A number of recent studies have included EEG to elucidate the neural basis of cognitive processes (Chandra et al. 2016; Kasabov and Capecci 2015; Lawrence et al. 2014; Roberts and Bell 2000; Sharma et al. 2016, 2017). EEG is an effective technique for measuring temporal resolution; therefore, a multitude of studies use this technique to explain the underlying neural mechanisms involved in the MR task. In a recent study, physiological responses characterizing strategy shifting evoked by the difficulty in the MR task were studied using EEG (Gardony et al. 2017). The authors found that performance in the MR task was negatively correlated with the task difficulty and was reflected by the increased midline frontal theta (4–8 Hz) and reduced parietal alpha power (8–14 Hz). EEG alpha oscillations appear to be sensitive to cognitive performance and mental effort (Klimesch 1999); thus, corresponding changes in the alpha power have been observed in the various studies (e.g. Neubauer et al. (2010); Horst et al. 2013; So et al. 2017).

Of particular relevance to EEG techniques, Event-related synchronization/desynchronization (ERS/ERD) is one of the valuable indexes of cortical deactivation and activation respectively (Pfurtscheller and Aranibar 1977). To date, various studies covering a broad range of cognitive processes include the ERS/ERD method (excellent reviews are given in Klimesch 1999; Klimesch et al. 2006; Neuper and Klimesch 2006) such as mental rotation study (Chen et al. 2013; Klimesch et al. 2006).

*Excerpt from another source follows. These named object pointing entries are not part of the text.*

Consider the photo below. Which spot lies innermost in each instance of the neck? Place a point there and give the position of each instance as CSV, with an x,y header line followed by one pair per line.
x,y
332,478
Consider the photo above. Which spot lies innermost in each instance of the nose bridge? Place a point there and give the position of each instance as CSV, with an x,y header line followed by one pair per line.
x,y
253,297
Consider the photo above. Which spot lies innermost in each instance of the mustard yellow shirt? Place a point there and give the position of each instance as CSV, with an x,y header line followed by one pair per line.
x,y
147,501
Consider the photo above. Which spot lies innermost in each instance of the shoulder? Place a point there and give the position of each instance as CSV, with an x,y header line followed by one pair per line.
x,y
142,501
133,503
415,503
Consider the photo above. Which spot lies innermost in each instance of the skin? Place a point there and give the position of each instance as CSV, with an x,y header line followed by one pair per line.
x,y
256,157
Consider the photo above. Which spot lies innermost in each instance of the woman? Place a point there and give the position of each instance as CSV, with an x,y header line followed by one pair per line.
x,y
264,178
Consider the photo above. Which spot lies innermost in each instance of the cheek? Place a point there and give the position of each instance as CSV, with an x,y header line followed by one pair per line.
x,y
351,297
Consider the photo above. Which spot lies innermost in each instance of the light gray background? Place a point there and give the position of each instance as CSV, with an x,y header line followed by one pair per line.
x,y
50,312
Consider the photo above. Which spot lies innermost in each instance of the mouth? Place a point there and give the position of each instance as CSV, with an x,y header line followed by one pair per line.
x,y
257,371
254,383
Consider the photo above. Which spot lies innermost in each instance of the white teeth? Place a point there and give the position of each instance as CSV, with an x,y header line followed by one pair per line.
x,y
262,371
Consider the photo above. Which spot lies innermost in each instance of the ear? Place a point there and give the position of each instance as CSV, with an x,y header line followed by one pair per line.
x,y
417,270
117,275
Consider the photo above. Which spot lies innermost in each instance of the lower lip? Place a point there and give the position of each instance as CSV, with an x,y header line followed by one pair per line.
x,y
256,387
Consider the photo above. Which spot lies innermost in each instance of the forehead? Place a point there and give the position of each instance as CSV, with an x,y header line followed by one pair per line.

Specifically, ERD/ERS of the alpha band is sensitive to cognitive task performance (Neubauer et al. 2006; Neubauer and Fink 2009); for example, task involving visual imagery (Salenius et al. 1995) and mental visuospatial manipulation (Williams et al. 1995). Chen et al. (2013) identified the possible neurophysiological basis for the MR process by correlating the alpha ERD with RT in “mentally rotating the hands” task. Similarly, Neubauer et al. (2010) explored the effect of dimensionality (2D vs. 3D), MR training, and hemispheric interaction using alpha ERD. They noticed higher synchronization (decrease in brain activation) in the frontal regions as compared to the other regions following MR training. A relatively lower ERD was associated with faster response time. Not only the classic Shepard-Metzler stimuli, but alphanumeric character stimuli have also shown similar results with alpha ERD. In such a study, Riečanský and Katina (2010) found that late frontal alpha power provided a significant contribution to the prediction of response latency and consequently reduced ERD signified better performance. Considering the importance of alpha ERD in the MR task, we chose alpha ERD in the present study.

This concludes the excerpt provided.